For the SPMU, 2006 was a year of transition. During the previous years, over 20 police assistance projects were formulated by the SPMU at the request of the OSCE participating States and in consultation with field operations. It became clear, however, that extra-budgetary funding could not provide an adequate basis for their implementation. A process of conversion to the funding from unified budget was initiated, one of the consequences being transfer of responsibility for programme development to Heads of Field Operations. Under the guidance of the SPA, the SPMU aligned their activities more closely with the specific tasking contained in the Ministerial Declarations and the various OSCE Action Plans, as described in Section 1 of the present report. The SPMU has thus flexibly responded to the demand for change.
Throughout 2006, the SPA led SPMU staff in articulating to the police authorities in the participating States the objectives of democratic police services and forces; the importance of their commitment to the rule of law, policing ethics, and human rights standards; the essential nature of police accountability to the law and to the society they serve; as well as the need for their co-operation with the communities, recognizing that effective policing requires partnership with the communities being served. The above support to policy development was underpinned by the compilation and publication of the Guidebook on Democratic Policing by the Senior Police Adviser to the OSCE Secretary General. It permitted to operationalize pre-existing norms, standards, good principles and lessons learned and to make these norms and standards accessible for practitioners concerned with policing and administration of justice.
Organized crime has become a global problem that affects all of the OSCE participating States. The threat of such offenses such as trafficking in human beings, sexual exploitation of children, drug trafficking that are tremendously damaging to societies and economies have been prominently recognized by the OSCE. The SPMU activities in support of the fight against organized crime proceed from the recognition of the fact that efficient and effective criminal justice systems based on the rule of law form a prerequisite for combating organized crime, and specialist responses to connected security challenges must take place within the overall framework of a criminal justice system.
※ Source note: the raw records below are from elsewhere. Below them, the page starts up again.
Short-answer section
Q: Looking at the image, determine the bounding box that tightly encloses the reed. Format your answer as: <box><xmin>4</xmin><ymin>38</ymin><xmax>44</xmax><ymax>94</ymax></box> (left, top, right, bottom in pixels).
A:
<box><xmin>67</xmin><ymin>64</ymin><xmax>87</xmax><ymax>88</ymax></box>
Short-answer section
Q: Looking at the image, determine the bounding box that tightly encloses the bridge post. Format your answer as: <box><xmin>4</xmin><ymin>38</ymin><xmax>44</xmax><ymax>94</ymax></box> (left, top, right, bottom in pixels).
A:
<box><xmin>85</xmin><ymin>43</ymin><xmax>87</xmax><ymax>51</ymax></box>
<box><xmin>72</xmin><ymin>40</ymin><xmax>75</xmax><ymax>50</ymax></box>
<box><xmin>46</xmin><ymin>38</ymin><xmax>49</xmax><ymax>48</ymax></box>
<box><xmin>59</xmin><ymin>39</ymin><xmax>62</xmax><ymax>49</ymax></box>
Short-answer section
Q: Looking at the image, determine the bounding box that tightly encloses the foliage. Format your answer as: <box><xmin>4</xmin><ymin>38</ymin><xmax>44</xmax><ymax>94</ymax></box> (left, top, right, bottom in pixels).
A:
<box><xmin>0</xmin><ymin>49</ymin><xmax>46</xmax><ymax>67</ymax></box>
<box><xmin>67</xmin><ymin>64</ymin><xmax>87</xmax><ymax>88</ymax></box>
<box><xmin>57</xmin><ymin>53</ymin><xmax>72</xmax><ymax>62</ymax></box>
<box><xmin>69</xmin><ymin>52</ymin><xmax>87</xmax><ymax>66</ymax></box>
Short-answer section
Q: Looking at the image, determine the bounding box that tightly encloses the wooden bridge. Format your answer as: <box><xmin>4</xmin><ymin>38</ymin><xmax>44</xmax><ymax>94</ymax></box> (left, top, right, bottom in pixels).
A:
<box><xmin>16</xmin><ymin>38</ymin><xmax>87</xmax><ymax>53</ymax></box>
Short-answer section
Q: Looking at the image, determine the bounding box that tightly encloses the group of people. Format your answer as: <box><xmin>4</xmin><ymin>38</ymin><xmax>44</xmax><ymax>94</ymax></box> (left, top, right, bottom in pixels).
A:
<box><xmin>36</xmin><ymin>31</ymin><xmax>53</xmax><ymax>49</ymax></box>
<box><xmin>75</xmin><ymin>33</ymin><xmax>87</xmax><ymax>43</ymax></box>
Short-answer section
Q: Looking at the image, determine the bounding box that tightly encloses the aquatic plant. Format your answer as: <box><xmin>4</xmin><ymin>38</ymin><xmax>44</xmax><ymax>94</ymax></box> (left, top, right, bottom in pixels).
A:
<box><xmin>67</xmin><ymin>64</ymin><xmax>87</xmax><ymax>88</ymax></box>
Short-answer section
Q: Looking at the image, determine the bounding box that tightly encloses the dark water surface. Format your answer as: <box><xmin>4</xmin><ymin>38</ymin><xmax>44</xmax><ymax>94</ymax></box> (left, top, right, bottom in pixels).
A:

The SPMU continued serving as a main collection point and central repository for OSCE policing-related institutional knowledge, providing the platform for sharing information resulting from OSCE activities, from local initiatives and from development work of other international organizations and agencies. The growing information environment in the OSCE requires proactive policies in regards to collection and dissemination of information, with particular emphasis on the needs of thematic units, both, in the field operations and institutions. In response to these requirements, the SPMU Policing OnLine Information System (POLIS) was launched in November 2006 on the occasion of the OSCE Chiefs of Police Meeting in Brussels, held under the auspices of the Belgian OSCE Chairmanship.